On the plus side, Warren Mitchell guest stars as a delightful Italian taxi driver (and he and the Saint are speaking real Italian). Warren Mitchell seems to have been one of those actors often called upon to play dodgy foreigners - he was also a Russian spy in the Avengers.
I think they may actually have gone to Rome for some of the establishing shots of the Saint walking around, before returning to the studio - or if not, they made it look convincing.
In episode 3 David Kossoff is a bomb maker for a corrupt US Union boss. There's even a speech at the end where the Saint praises honest union bosses. This is also the episode that introduces Hoppy, beside whom two short planks would look intelligent.
So far, too, it has been established that the Saint speaks Italian and understands enough Latin to send a coded message to a Latin professor (now State Governor), and has a wide knowledge of antiques - and that the gun he is licenced to carry in the US, is a Beretta .32.
The series also made use of several American actors (the chap at the US Embassy in Rome sounded very like Phones from Stingray, too). I'm sure this was to appeal to the American TV market.
Next up, the Saint is in Paris dealing with a plot that dates back to the French Resistance....

Sunday, 24 June 2018

Simon Templar - The Saint

We had Hay Festival at the end of May, so I didn't have time to do anything else, like posting here. The procession of Handmaids from Margaret Atwood's Handmaid's Tale, on the day she gave her talk at the Festival, was just brilliant, though!
But after that there's been all the news of children separated from their parents and locked in cages at the Mexican border with the US, and I didn't really feel like posting anything frivolous for a while.

Sometimes you just have to take a break from watching the news, though, and yesterday I found something that made me very happy. It's an incomplete set of DVDs of The Saint, starring Roger Moore before he went on to Bond stardom. I remember loving these as a kid, and I bought all that were left in the charity shop, hoping that they would still be fun to watch.

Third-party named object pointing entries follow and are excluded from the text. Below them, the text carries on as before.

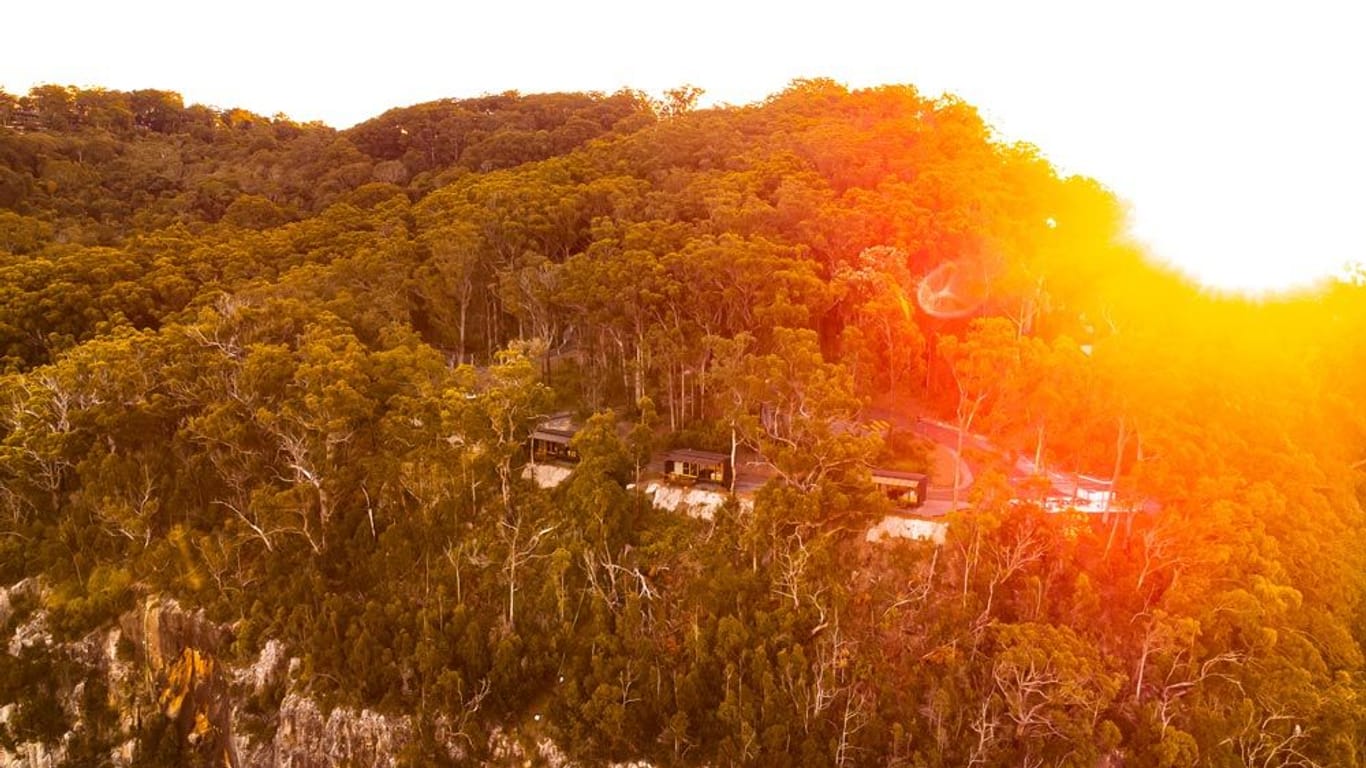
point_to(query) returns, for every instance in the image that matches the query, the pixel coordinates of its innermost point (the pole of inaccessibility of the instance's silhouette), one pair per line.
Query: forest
(284, 375)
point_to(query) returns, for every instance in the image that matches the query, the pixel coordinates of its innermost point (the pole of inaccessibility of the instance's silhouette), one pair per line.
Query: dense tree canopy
(286, 373)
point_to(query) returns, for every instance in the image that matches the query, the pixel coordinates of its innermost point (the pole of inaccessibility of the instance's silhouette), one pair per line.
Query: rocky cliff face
(161, 666)
(156, 682)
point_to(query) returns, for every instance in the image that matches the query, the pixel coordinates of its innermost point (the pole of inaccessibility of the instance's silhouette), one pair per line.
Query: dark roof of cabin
(895, 474)
(693, 455)
(553, 435)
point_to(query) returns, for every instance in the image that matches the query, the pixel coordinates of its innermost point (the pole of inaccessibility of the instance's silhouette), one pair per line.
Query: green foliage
(286, 375)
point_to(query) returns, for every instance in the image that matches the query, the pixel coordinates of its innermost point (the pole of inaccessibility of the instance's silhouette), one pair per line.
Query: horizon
(1178, 111)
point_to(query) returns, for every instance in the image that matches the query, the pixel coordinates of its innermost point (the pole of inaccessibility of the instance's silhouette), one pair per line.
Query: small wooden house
(686, 465)
(903, 488)
(551, 440)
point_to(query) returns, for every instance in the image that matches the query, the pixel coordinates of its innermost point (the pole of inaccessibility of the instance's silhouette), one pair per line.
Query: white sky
(1232, 129)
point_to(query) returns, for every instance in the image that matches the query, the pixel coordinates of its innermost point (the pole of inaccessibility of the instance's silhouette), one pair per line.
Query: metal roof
(694, 455)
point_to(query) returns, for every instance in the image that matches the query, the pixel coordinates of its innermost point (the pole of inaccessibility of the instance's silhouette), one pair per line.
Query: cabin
(686, 465)
(551, 440)
(906, 489)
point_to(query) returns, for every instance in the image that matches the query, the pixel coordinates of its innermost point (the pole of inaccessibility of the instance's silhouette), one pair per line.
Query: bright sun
(1231, 250)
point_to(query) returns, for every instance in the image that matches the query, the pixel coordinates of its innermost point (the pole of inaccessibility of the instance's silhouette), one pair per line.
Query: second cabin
(906, 489)
(686, 465)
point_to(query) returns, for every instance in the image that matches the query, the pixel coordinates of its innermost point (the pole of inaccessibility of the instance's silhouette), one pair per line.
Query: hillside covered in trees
(282, 377)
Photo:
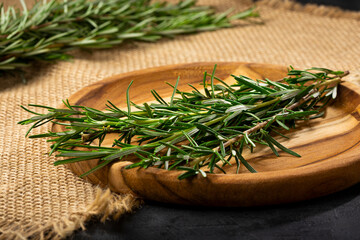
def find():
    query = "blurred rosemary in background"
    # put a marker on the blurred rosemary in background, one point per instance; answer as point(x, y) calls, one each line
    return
point(197, 131)
point(49, 30)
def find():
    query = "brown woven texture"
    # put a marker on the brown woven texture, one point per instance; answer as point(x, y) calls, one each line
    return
point(43, 201)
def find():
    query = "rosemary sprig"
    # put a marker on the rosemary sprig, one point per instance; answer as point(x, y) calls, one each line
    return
point(197, 131)
point(49, 30)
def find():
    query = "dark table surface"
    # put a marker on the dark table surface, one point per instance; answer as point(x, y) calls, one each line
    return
point(336, 216)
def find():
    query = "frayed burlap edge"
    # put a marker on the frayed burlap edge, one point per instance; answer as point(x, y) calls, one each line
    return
point(105, 204)
point(318, 10)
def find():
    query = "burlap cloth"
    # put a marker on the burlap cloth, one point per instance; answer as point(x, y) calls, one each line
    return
point(43, 201)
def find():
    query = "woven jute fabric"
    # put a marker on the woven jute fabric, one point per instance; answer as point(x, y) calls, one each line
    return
point(40, 200)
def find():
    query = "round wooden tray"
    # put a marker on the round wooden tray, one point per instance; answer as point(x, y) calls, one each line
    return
point(329, 146)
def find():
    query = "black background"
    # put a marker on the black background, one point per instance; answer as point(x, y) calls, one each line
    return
point(332, 217)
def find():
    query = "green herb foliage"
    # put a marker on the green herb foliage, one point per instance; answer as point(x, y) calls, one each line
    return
point(195, 132)
point(52, 28)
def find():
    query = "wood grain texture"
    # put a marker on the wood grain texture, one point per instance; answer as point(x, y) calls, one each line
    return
point(329, 147)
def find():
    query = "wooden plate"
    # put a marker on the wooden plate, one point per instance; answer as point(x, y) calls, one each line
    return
point(329, 146)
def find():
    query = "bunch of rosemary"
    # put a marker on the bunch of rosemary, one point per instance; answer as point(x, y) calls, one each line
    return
point(196, 131)
point(51, 29)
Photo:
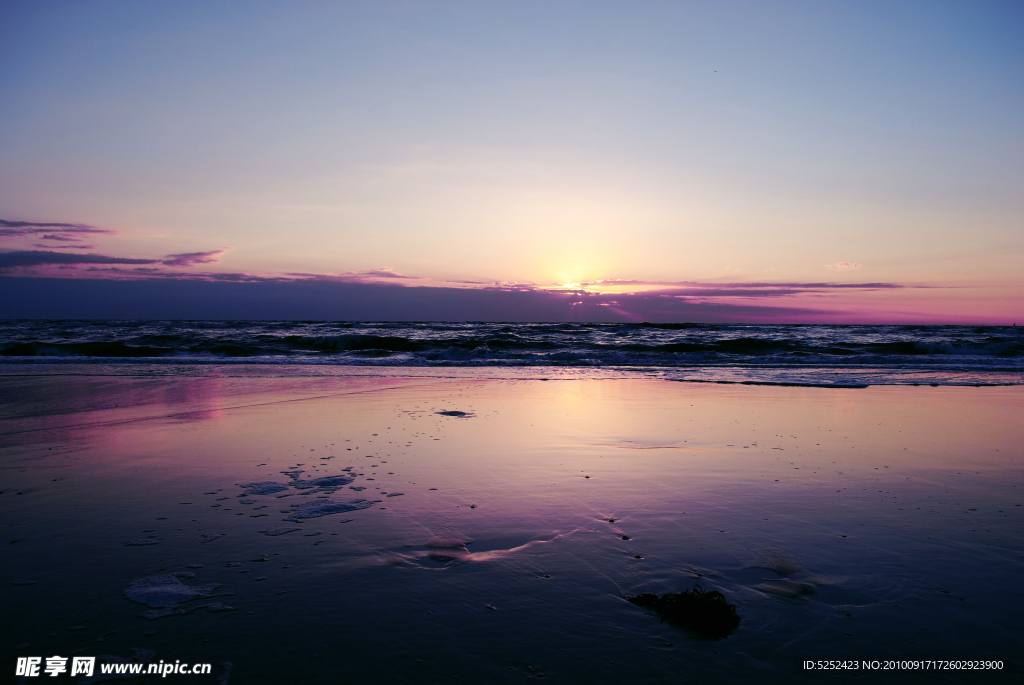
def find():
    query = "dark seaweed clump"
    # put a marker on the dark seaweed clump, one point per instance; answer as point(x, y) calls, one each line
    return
point(705, 612)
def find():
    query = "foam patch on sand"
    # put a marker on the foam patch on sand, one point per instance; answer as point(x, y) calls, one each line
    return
point(317, 509)
point(267, 487)
point(278, 531)
point(327, 481)
point(167, 592)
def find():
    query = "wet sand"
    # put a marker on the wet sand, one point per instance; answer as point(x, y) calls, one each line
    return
point(328, 529)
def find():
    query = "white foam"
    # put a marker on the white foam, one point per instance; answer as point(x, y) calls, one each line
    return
point(317, 509)
point(266, 487)
point(164, 592)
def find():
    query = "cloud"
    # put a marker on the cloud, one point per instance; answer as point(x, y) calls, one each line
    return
point(193, 258)
point(77, 246)
point(40, 257)
point(51, 231)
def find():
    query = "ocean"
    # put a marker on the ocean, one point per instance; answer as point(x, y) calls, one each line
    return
point(305, 502)
point(830, 355)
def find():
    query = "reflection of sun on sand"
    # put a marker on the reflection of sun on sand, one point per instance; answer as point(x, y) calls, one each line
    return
point(455, 550)
point(801, 506)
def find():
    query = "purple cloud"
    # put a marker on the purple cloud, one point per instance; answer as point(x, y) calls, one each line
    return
point(41, 257)
point(65, 247)
point(193, 258)
point(52, 231)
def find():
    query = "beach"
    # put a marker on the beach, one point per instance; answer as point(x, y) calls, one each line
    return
point(386, 525)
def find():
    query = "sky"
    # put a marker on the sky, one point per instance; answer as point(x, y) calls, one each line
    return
point(848, 162)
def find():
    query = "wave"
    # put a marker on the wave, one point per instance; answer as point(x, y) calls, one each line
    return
point(940, 348)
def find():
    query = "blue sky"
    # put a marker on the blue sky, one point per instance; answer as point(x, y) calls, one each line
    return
point(527, 143)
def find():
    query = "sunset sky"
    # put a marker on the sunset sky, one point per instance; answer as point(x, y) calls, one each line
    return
point(861, 160)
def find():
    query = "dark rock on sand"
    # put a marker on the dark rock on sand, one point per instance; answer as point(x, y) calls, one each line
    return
point(707, 613)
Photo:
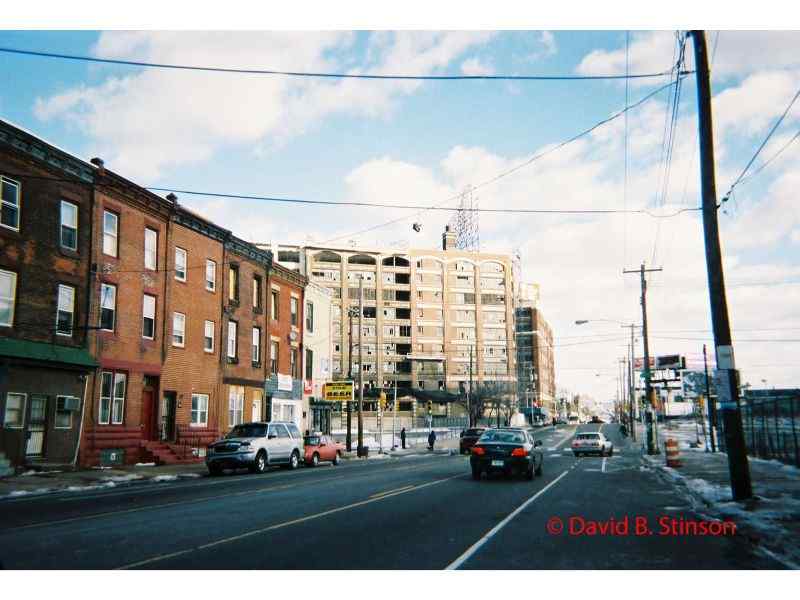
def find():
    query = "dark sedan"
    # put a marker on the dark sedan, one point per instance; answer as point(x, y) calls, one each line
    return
point(468, 438)
point(507, 450)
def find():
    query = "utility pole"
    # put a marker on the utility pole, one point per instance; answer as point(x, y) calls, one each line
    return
point(728, 376)
point(360, 448)
point(712, 412)
point(652, 426)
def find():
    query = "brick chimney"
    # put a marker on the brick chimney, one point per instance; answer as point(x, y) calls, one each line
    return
point(448, 239)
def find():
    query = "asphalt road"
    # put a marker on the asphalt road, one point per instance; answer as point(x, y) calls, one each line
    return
point(400, 513)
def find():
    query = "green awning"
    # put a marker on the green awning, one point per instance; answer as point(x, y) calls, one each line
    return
point(52, 353)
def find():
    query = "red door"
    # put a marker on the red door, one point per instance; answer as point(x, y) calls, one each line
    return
point(147, 415)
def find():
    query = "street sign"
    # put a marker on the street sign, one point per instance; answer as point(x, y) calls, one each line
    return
point(338, 391)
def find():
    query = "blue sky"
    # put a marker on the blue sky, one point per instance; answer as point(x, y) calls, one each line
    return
point(419, 143)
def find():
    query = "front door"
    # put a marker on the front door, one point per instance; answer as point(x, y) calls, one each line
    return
point(36, 426)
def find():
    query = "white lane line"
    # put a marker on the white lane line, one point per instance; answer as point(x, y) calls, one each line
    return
point(490, 534)
point(284, 524)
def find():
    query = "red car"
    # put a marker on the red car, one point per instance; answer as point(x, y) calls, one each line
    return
point(319, 447)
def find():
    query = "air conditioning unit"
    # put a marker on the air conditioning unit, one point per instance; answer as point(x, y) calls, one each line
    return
point(68, 403)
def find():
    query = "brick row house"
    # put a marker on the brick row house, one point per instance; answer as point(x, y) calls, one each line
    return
point(131, 329)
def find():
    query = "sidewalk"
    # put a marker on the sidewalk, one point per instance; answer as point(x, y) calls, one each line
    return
point(771, 519)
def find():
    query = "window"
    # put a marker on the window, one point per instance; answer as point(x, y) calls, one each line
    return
point(66, 310)
point(149, 317)
point(235, 405)
point(309, 364)
point(257, 292)
point(274, 308)
point(233, 283)
point(69, 225)
point(178, 330)
point(63, 416)
point(180, 264)
point(211, 275)
point(8, 295)
point(208, 336)
point(309, 317)
point(199, 410)
point(233, 331)
point(274, 349)
point(15, 408)
point(9, 207)
point(112, 398)
point(256, 345)
point(108, 306)
point(110, 233)
point(150, 249)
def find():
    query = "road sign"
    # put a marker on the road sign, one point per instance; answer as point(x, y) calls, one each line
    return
point(337, 391)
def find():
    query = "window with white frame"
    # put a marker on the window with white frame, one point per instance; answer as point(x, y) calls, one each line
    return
point(233, 331)
point(65, 313)
point(178, 329)
point(110, 233)
point(150, 249)
point(256, 345)
point(148, 317)
point(211, 275)
point(235, 405)
point(108, 306)
point(15, 411)
point(199, 410)
point(8, 296)
point(112, 398)
point(180, 264)
point(69, 225)
point(9, 207)
point(208, 336)
point(63, 419)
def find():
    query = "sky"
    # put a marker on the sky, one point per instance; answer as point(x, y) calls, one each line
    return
point(422, 143)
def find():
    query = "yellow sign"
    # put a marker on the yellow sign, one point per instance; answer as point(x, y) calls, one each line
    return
point(338, 391)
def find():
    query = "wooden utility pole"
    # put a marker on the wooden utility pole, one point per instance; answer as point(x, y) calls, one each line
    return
point(651, 414)
point(727, 375)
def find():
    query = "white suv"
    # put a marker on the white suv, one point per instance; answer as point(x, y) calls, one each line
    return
point(256, 446)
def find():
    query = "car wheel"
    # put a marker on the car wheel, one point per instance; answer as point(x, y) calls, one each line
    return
point(260, 464)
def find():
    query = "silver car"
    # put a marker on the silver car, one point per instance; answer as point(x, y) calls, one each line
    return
point(256, 446)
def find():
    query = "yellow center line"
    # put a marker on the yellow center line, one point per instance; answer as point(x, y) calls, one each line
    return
point(286, 524)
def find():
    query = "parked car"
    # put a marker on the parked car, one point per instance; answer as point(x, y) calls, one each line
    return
point(592, 443)
point(256, 446)
point(468, 438)
point(319, 447)
point(509, 450)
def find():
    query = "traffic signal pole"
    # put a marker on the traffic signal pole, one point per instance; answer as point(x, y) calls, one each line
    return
point(727, 375)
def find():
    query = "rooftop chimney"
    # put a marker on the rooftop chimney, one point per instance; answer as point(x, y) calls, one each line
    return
point(448, 239)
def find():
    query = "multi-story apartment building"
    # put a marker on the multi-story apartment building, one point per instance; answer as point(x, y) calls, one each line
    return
point(45, 267)
point(424, 313)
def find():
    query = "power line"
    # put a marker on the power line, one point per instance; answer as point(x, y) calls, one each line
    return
point(761, 147)
point(514, 169)
point(135, 63)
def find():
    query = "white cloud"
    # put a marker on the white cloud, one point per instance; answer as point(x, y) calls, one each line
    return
point(154, 119)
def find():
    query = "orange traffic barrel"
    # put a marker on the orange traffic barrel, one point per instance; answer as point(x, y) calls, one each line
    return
point(673, 454)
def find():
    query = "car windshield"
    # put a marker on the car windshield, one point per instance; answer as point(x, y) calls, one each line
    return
point(510, 437)
point(248, 430)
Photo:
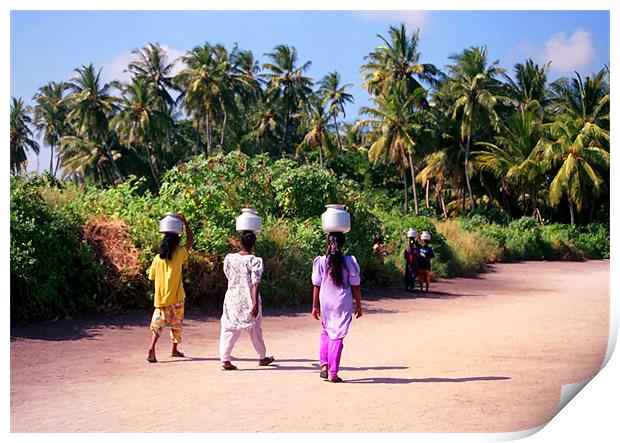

I watched the first one last night, and loved it.

The Talented Husband was first broadcast in 1962, and you can tell right from the start that they had a decent budget - there was location filming (a railway station, the Saint's car driving along, a small town street), and the unfortunate wife of the Talented Husband was Patricia Roc, a well known actress who co-starred with Margaret Lockwood in The Wicked Lady. The Avengers at the same time had a much more limited budget, and they were still doing the episodes mostly live, rather than on film, as the Saint was. 1962 was the year that Cathy Gale left the Avengers, so it's interesting to compare the two series.
Despite a couple of good parts for women, this episode of the Saint doesn't pass the Bechdel Test - they never actually speak to each other, but the woman insurance investigator is treated as a professional by the Saint when they join forces.
It also struck me that no-one seemed to think it was unusual to see an Italian running a British pub/hotel, where the Saint stays when he arrives in the small town of Cookham.